Last week, in amongst a bit of a hosting problem, hill colouring went live on the cycle map. And it looks awesome!
Having something more pleasing than a flat grey background really helps put flesh on the skeleton of the contour lines, but it means that some stuff needs tweaking to fit. You can see the lovely new forest and wood styles on the image below – my very own forest pattern symbol, with a subtle green tinge and a solid border. The same area before can be found (here).
But wait – there’s more! In city centres, cycle routes can get quite complicated, and in some places have to go down one-way roads. You then end up with links that are only supposed to be followed in one direction – if you go the other way you might end up facing a no-entry sign (that you’re not really supposed to blithely ignore, politicians too for that matter). So you might end up with a confusing array of cycle routes, such as in central London:
… but no longer. The swiss-army-knife-like ‘relations’ to the rescue, which can give pointers as to which way you’re supposed to go. That gives us …
(Click the pictures for more detailed lovelyness!)
But wait, that’s not all. Maybe your area doesn’t have any signed cycle routes and no cycle paths either. Or maybe you’ve got both, and also want cycle lanes marked. A nice little bit of blue casing on either side of the road shows which streets have cycle lanes.
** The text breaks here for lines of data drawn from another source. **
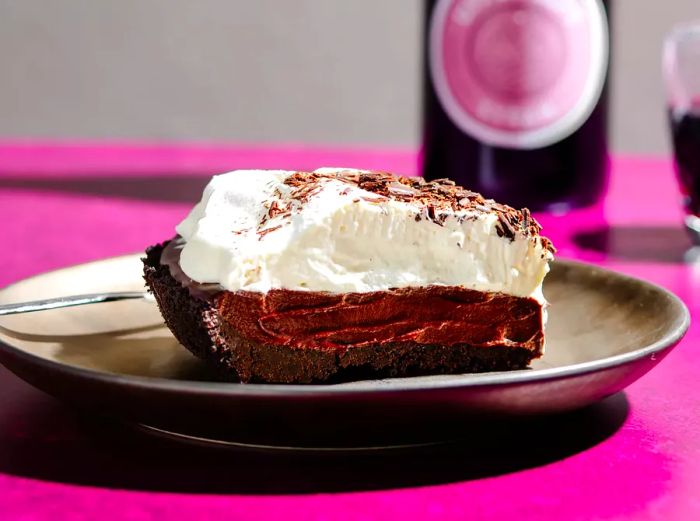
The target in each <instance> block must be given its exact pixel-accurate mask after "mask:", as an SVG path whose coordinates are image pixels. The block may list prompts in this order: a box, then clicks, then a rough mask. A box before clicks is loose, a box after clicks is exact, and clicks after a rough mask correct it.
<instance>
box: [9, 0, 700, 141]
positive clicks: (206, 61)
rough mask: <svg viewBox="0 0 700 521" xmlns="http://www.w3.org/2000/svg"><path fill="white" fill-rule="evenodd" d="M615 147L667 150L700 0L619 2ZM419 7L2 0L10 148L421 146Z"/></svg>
mask: <svg viewBox="0 0 700 521" xmlns="http://www.w3.org/2000/svg"><path fill="white" fill-rule="evenodd" d="M611 3H612V4H613V10H614V13H613V27H614V29H613V38H614V44H613V56H614V62H613V80H612V136H613V146H614V147H615V149H617V150H618V151H624V152H652V153H655V152H664V151H666V150H667V149H668V148H667V147H668V143H667V136H666V121H665V114H664V110H663V104H664V98H663V89H662V83H661V77H660V65H659V62H660V49H661V42H662V38H663V35H664V33H665V32H666V31H667V30H668V29H669V28H670V27H671V26H672V24H673V23H674V22H677V21H681V20H687V19H692V18H696V19H697V18H700V1H699V0H666V1H663V2H661V1H657V0H611ZM421 5H422V2H421V1H420V0H196V1H195V0H92V1H91V0H84V1H79V0H0V138H3V137H5V138H6V137H18V136H19V137H48V138H64V137H88V138H155V139H162V138H164V139H217V140H240V141H255V142H268V141H269V142H274V141H286V142H314V143H342V144H374V143H380V144H388V145H408V146H413V145H415V144H417V143H418V136H419V125H420V121H419V102H420V69H419V53H420V45H421V42H420V26H421V16H422V12H421Z"/></svg>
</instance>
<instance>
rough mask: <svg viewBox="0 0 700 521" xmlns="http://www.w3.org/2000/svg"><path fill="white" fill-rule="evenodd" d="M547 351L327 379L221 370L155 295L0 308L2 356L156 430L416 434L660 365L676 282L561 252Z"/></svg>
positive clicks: (110, 275)
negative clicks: (596, 265) (27, 313)
mask: <svg viewBox="0 0 700 521" xmlns="http://www.w3.org/2000/svg"><path fill="white" fill-rule="evenodd" d="M142 288H143V280H142V277H141V262H140V260H139V256H138V255H131V256H125V257H117V258H113V259H106V260H103V261H99V262H94V263H90V264H84V265H80V266H75V267H71V268H67V269H63V270H59V271H55V272H51V273H47V274H44V275H40V276H37V277H33V278H30V279H27V280H24V281H21V282H19V283H16V284H14V285H12V286H10V287H8V288H6V289H4V290H2V291H0V303H9V302H17V301H23V300H32V299H37V298H46V297H54V296H62V295H70V294H79V293H89V292H95V291H120V290H138V289H142ZM545 296H546V297H547V299H548V300H549V301H550V303H551V307H550V308H549V322H548V326H547V349H546V354H545V356H544V357H543V358H542V359H541V360H538V361H536V362H535V363H534V364H533V366H532V368H531V369H528V370H523V371H512V372H504V373H486V374H466V375H442V376H424V377H415V378H396V379H386V380H367V381H358V382H348V383H342V384H335V385H265V384H238V383H226V382H217V381H215V379H214V378H212V376H211V374H210V373H209V372H208V371H207V370H206V368H205V367H204V366H203V364H201V363H200V362H199V361H198V360H197V359H195V358H194V357H192V355H190V354H189V352H187V351H186V350H185V349H184V348H182V347H181V346H179V345H178V343H177V341H176V340H175V339H174V338H173V337H172V335H171V334H170V332H169V331H168V329H167V328H166V327H165V326H164V325H163V321H162V319H161V317H160V314H159V312H158V310H157V308H156V306H155V304H154V303H152V302H147V301H123V302H113V303H105V304H98V305H92V306H84V307H77V308H66V309H60V310H52V311H44V312H39V313H32V314H25V315H14V316H8V317H2V319H0V361H1V362H2V363H3V364H4V365H6V366H7V367H8V368H9V369H10V370H12V371H13V372H15V373H16V374H17V375H19V376H20V377H21V378H23V379H25V380H26V381H28V382H29V383H31V384H33V385H35V386H36V387H38V388H40V389H43V390H45V391H47V392H49V393H51V394H53V395H55V396H57V397H59V398H62V399H64V400H67V401H69V402H72V403H76V404H78V405H81V406H85V407H94V408H96V409H97V410H99V411H100V412H103V413H109V414H111V415H115V416H117V417H122V418H125V419H127V420H129V421H133V422H137V423H139V424H145V425H148V426H150V427H152V428H154V429H157V430H159V431H163V432H168V433H181V434H184V435H186V436H188V437H190V438H197V439H216V440H219V441H224V442H226V441H227V440H228V441H230V442H232V443H238V444H248V445H254V446H285V447H289V446H301V447H318V448H324V447H341V448H343V447H344V448H352V447H358V446H371V447H376V446H383V445H391V446H395V445H407V444H408V445H410V444H422V443H426V442H430V441H434V440H436V439H441V438H451V437H455V436H457V435H458V433H459V432H461V429H463V428H467V429H468V428H469V423H470V421H471V420H473V419H474V417H475V416H478V417H479V418H480V419H483V418H484V416H487V415H488V416H499V417H501V418H502V417H503V416H511V417H512V416H522V415H532V414H544V413H554V412H559V411H565V410H572V409H576V408H580V407H583V406H585V405H588V404H590V403H593V402H595V401H597V400H599V399H601V398H603V397H605V396H609V395H611V394H613V393H615V392H617V391H619V390H621V389H623V388H625V387H626V386H627V385H629V384H630V383H631V382H633V381H635V380H636V379H637V378H639V377H640V376H641V375H643V374H644V373H646V372H647V371H648V370H650V369H651V368H652V367H653V366H654V365H656V364H657V363H658V362H659V361H660V360H661V358H662V357H663V356H664V355H665V354H666V353H667V352H668V351H669V350H670V349H671V348H672V347H673V346H674V345H676V344H677V343H678V341H679V340H680V339H681V338H682V336H683V334H684V333H685V331H686V329H687V327H688V324H689V314H688V311H687V309H686V308H685V306H684V305H683V303H682V302H681V301H680V300H679V299H678V298H677V297H675V296H674V295H672V294H671V293H669V292H667V291H666V290H664V289H661V288H659V287H657V286H654V285H652V284H649V283H646V282H643V281H640V280H637V279H633V278H630V277H626V276H623V275H619V274H616V273H613V272H610V271H606V270H604V269H602V268H598V267H594V266H590V265H586V264H580V263H575V262H569V261H562V260H557V261H555V262H554V264H553V269H552V272H551V274H550V275H549V276H548V277H547V279H546V282H545Z"/></svg>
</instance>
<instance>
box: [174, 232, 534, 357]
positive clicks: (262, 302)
mask: <svg viewBox="0 0 700 521" xmlns="http://www.w3.org/2000/svg"><path fill="white" fill-rule="evenodd" d="M179 252H180V247H179V244H178V239H177V238H176V239H175V240H172V241H170V242H168V243H166V245H165V247H164V250H163V253H162V256H161V260H160V262H161V263H162V264H165V265H167V266H168V269H169V270H170V274H171V276H172V277H173V278H174V279H176V280H177V281H178V282H179V283H180V284H181V285H182V286H183V287H185V288H187V289H188V291H189V292H190V294H191V296H192V297H193V298H199V299H203V300H207V301H210V302H211V305H212V306H213V307H215V308H216V309H217V311H218V313H219V315H220V316H221V317H222V319H223V320H226V321H229V322H231V323H234V324H235V325H236V327H237V329H238V330H239V331H240V334H241V335H243V336H245V337H246V338H247V339H250V340H253V341H255V342H261V343H266V344H277V345H284V346H289V347H293V348H296V349H319V350H328V349H340V350H344V349H348V348H352V347H357V346H365V345H369V344H384V343H389V342H407V341H411V342H416V343H419V344H442V345H453V344H460V343H461V344H464V343H466V344H469V345H471V346H474V347H491V346H494V345H502V346H507V347H523V348H525V349H529V350H533V351H536V352H538V351H539V350H541V348H542V345H543V343H544V334H543V325H542V322H543V316H542V313H543V311H542V306H541V305H540V303H539V302H537V301H536V300H535V299H533V298H525V297H513V296H511V295H505V294H501V293H487V292H482V291H474V290H470V289H466V288H463V287H459V286H427V287H419V288H395V289H391V290H387V291H371V292H367V293H339V294H335V293H328V292H315V291H296V290H287V289H273V290H270V291H268V292H266V293H259V292H253V291H235V292H231V291H225V290H223V289H222V288H221V287H220V286H218V285H216V284H200V283H198V282H195V281H193V280H192V279H190V278H189V277H187V275H185V274H184V273H183V271H182V270H181V269H180V267H179V264H178V259H179Z"/></svg>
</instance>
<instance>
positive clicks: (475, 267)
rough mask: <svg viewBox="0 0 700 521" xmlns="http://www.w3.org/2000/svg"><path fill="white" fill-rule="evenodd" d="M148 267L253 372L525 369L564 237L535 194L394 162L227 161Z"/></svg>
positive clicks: (262, 379)
mask: <svg viewBox="0 0 700 521" xmlns="http://www.w3.org/2000/svg"><path fill="white" fill-rule="evenodd" d="M176 229H177V235H176V236H175V237H174V238H172V239H171V240H170V241H167V242H165V243H164V244H162V245H158V246H154V247H152V248H149V249H148V251H147V253H146V257H145V259H144V266H145V278H146V282H147V284H148V287H149V288H150V290H151V291H152V292H153V293H154V295H155V297H156V299H157V301H158V305H159V306H160V309H161V312H162V314H163V317H164V318H165V322H166V323H167V325H168V327H169V328H170V329H171V330H172V332H173V334H174V335H175V336H176V337H177V339H178V340H179V341H180V343H182V344H183V345H184V346H185V347H187V348H188V349H189V350H190V351H192V352H193V353H194V354H195V355H197V356H199V357H201V358H203V359H206V360H208V361H209V362H211V363H212V364H214V365H215V366H217V367H218V368H220V369H222V370H223V371H224V373H226V374H228V375H230V377H231V379H237V380H239V381H242V382H269V383H310V382H316V383H318V382H329V381H331V382H332V381H340V380H347V379H366V378H380V377H393V376H405V375H419V374H447V373H464V372H481V371H502V370H510V369H522V368H525V367H527V365H528V364H529V363H530V362H531V361H532V360H533V359H535V358H538V357H539V356H541V355H542V353H543V348H544V323H545V318H546V311H545V306H546V302H545V299H544V297H543V294H542V281H543V279H544V277H545V275H546V273H547V272H548V270H549V262H550V261H551V260H552V254H553V251H554V249H553V247H552V245H551V243H550V242H549V240H547V239H546V238H544V237H542V236H540V235H539V232H540V226H539V225H538V224H537V222H536V221H535V220H534V219H533V218H532V217H531V216H530V213H529V212H528V211H527V209H523V210H515V209H513V208H510V207H508V206H505V205H501V204H498V203H495V202H494V201H492V200H488V199H484V198H483V197H482V196H481V195H479V194H477V193H474V192H471V191H469V190H466V189H464V188H461V187H459V186H455V184H454V183H453V182H452V181H450V180H447V179H443V180H438V181H431V182H425V181H424V180H423V179H421V178H406V177H399V176H395V175H392V174H388V173H384V172H369V171H358V170H348V169H337V168H323V169H319V170H316V171H314V172H293V171H264V170H261V171H255V170H240V171H235V172H230V173H227V174H223V175H219V176H215V177H214V178H213V179H212V180H211V182H210V183H209V184H208V186H207V187H206V189H205V190H204V194H203V196H202V199H201V201H200V202H199V203H198V204H197V205H196V206H195V207H194V209H193V210H192V211H191V212H190V214H189V215H188V216H187V218H186V219H185V220H184V221H182V222H181V223H180V224H179V225H178V226H177V228H176Z"/></svg>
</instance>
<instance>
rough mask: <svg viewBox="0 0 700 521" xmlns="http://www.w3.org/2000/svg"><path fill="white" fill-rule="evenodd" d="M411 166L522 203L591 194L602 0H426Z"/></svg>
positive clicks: (599, 58) (489, 196)
mask: <svg viewBox="0 0 700 521" xmlns="http://www.w3.org/2000/svg"><path fill="white" fill-rule="evenodd" d="M425 5H426V16H425V19H426V28H425V42H426V45H425V57H424V63H425V70H424V80H425V84H424V106H423V111H424V114H423V118H424V121H423V153H422V154H423V175H424V177H425V178H426V179H436V178H442V177H449V178H451V179H453V180H455V181H456V182H457V183H458V184H461V185H463V186H465V187H467V188H469V189H471V190H475V191H478V192H481V193H483V194H484V195H486V196H487V197H493V198H494V199H497V200H498V201H503V202H505V203H508V204H511V205H513V206H517V207H523V206H527V207H529V208H530V209H531V210H554V211H557V210H558V211H564V210H566V209H569V208H575V207H581V206H588V205H590V204H593V203H595V202H596V201H597V200H598V199H599V198H600V197H601V195H602V194H603V192H604V190H605V187H606V184H607V177H608V171H609V160H608V147H607V77H608V62H609V60H608V56H609V37H608V3H607V2H606V1H601V0H426V4H425Z"/></svg>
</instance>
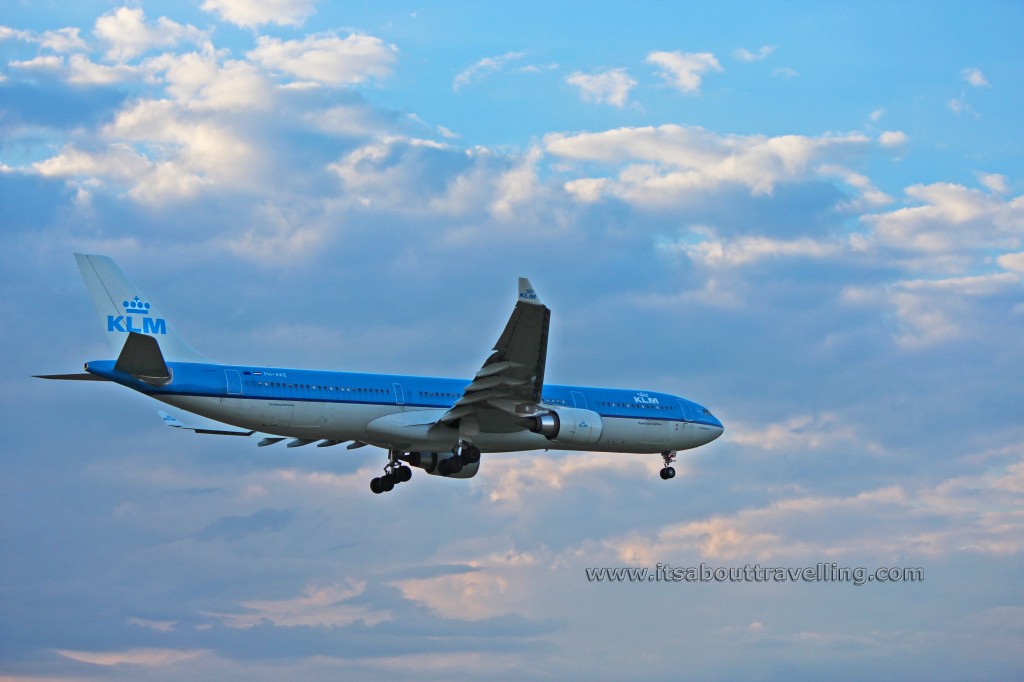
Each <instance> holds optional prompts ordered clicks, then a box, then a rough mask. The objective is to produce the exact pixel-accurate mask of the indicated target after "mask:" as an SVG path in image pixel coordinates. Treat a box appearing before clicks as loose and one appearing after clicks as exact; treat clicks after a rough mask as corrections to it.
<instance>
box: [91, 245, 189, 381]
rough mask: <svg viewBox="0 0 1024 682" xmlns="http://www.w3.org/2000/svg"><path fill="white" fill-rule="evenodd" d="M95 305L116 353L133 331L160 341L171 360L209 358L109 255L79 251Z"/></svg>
mask: <svg viewBox="0 0 1024 682" xmlns="http://www.w3.org/2000/svg"><path fill="white" fill-rule="evenodd" d="M75 260H77V261H78V266H79V269H81V270H82V278H83V279H84V280H85V286H86V287H87V288H88V289H89V296H90V297H91V298H92V305H93V306H94V307H95V308H96V313H97V314H98V315H99V319H100V325H101V328H100V329H102V330H103V333H104V335H105V337H106V341H108V343H110V346H111V349H112V350H113V351H114V353H115V354H116V355H117V354H120V353H121V351H122V349H123V348H124V345H125V342H126V341H127V340H128V335H129V334H131V333H132V332H134V333H136V334H144V335H146V336H152V337H154V338H155V339H157V340H158V341H159V342H160V348H161V350H162V351H163V353H164V357H166V359H168V360H183V361H193V363H203V361H207V359H206V358H205V357H203V356H202V355H200V354H199V353H198V352H196V351H195V350H194V349H193V348H191V346H189V345H188V344H187V343H185V342H184V341H182V340H181V338H180V337H179V336H178V335H177V332H176V331H175V329H174V326H173V323H171V322H170V321H169V319H168V318H167V317H165V316H164V315H163V313H161V311H160V310H159V309H158V308H157V306H156V305H154V303H153V301H151V300H150V299H148V298H146V297H145V296H144V295H143V294H142V292H141V291H140V290H139V288H138V287H136V286H135V285H133V284H132V283H131V281H129V280H128V278H127V276H125V273H124V272H122V271H121V268H120V267H118V266H117V263H115V262H114V261H113V260H111V259H110V258H108V257H106V256H90V255H85V254H80V253H77V254H75Z"/></svg>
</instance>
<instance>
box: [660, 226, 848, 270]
mask: <svg viewBox="0 0 1024 682" xmlns="http://www.w3.org/2000/svg"><path fill="white" fill-rule="evenodd" d="M691 231H692V232H695V233H696V235H700V233H703V235H706V239H703V240H699V241H695V242H694V241H692V240H690V239H686V240H681V241H679V242H674V243H668V244H663V245H662V247H660V248H662V249H663V250H666V251H671V252H677V253H684V254H686V255H687V256H688V257H689V258H691V259H693V260H695V261H698V262H700V263H702V264H705V265H708V266H711V267H714V266H719V265H726V266H737V265H749V264H751V263H754V262H757V261H760V260H764V259H767V258H816V259H820V258H829V257H834V256H837V255H839V254H842V253H844V252H845V251H846V247H845V246H844V245H843V244H840V243H838V242H821V241H818V240H814V239H811V238H807V237H805V238H800V239H796V240H776V239H771V238H768V237H740V238H737V239H734V240H719V239H716V237H715V233H714V230H709V229H707V228H705V229H694V230H691Z"/></svg>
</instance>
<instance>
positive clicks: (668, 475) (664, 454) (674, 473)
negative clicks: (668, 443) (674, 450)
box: [660, 450, 676, 480]
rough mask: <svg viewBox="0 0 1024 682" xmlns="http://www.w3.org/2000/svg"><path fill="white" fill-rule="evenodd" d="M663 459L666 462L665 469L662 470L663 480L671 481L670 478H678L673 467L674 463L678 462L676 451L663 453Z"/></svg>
mask: <svg viewBox="0 0 1024 682" xmlns="http://www.w3.org/2000/svg"><path fill="white" fill-rule="evenodd" d="M662 459H663V460H665V467H664V468H663V469H662V472H660V475H662V480H669V479H670V478H675V477H676V469H675V468H674V467H673V466H672V463H673V462H675V461H676V451H674V450H667V451H665V452H664V453H662Z"/></svg>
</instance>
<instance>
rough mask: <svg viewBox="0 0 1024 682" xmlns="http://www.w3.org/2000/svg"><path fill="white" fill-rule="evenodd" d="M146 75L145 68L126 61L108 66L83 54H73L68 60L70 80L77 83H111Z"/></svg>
mask: <svg viewBox="0 0 1024 682" xmlns="http://www.w3.org/2000/svg"><path fill="white" fill-rule="evenodd" d="M143 76H144V70H142V69H140V68H139V67H132V66H129V65H126V63H116V65H114V66H113V67H108V66H106V65H102V63H95V62H94V61H90V60H89V59H88V57H85V56H83V55H81V54H73V55H72V56H71V59H69V61H68V82H69V83H74V84H76V85H110V84H112V83H124V82H126V81H131V80H136V79H139V78H142V77H143Z"/></svg>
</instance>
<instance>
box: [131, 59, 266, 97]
mask: <svg viewBox="0 0 1024 682" xmlns="http://www.w3.org/2000/svg"><path fill="white" fill-rule="evenodd" d="M146 67H147V68H148V69H150V70H151V71H152V72H163V73H164V75H165V76H164V78H165V82H166V91H167V93H168V94H170V95H171V96H172V97H174V99H175V100H177V101H178V102H180V103H181V104H183V105H184V106H187V108H189V109H196V110H216V111H232V110H240V111H247V112H251V111H254V110H263V109H266V108H268V106H269V105H270V103H271V101H272V100H273V86H272V84H271V82H270V81H269V80H268V79H267V77H266V75H265V74H264V73H263V72H262V71H260V69H259V68H258V67H256V66H254V65H252V63H250V62H248V61H242V60H227V61H225V62H223V63H220V62H219V60H218V56H217V54H216V53H215V52H214V51H213V50H212V49H211V50H206V51H204V52H203V53H202V54H200V53H197V52H189V53H186V54H178V55H172V54H165V55H161V56H160V57H155V58H153V59H150V60H147V62H146Z"/></svg>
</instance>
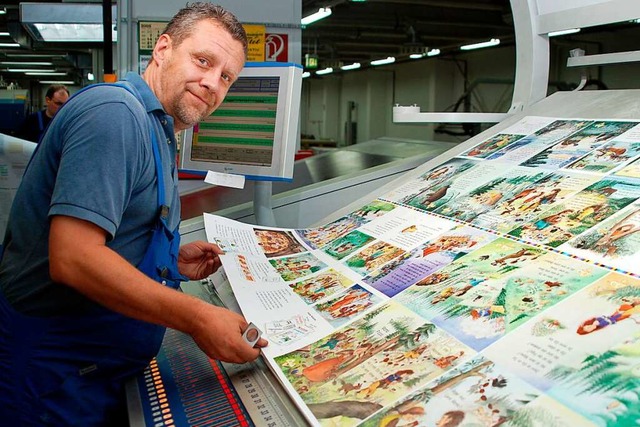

And finally, the icon wizardry of Matt Amos has helped me out with showing more useful points of interest – we now have drinking water locations shown (here in Trento, Italy):
… which are probably a better idea than going to a pub. But what’s better than going to a pub for a nice refreshing beer? Well a pub with free wifi, of course!
And there’s been a million and one places added to the cycle map too, but far, far too many for me to list here. Enjoy!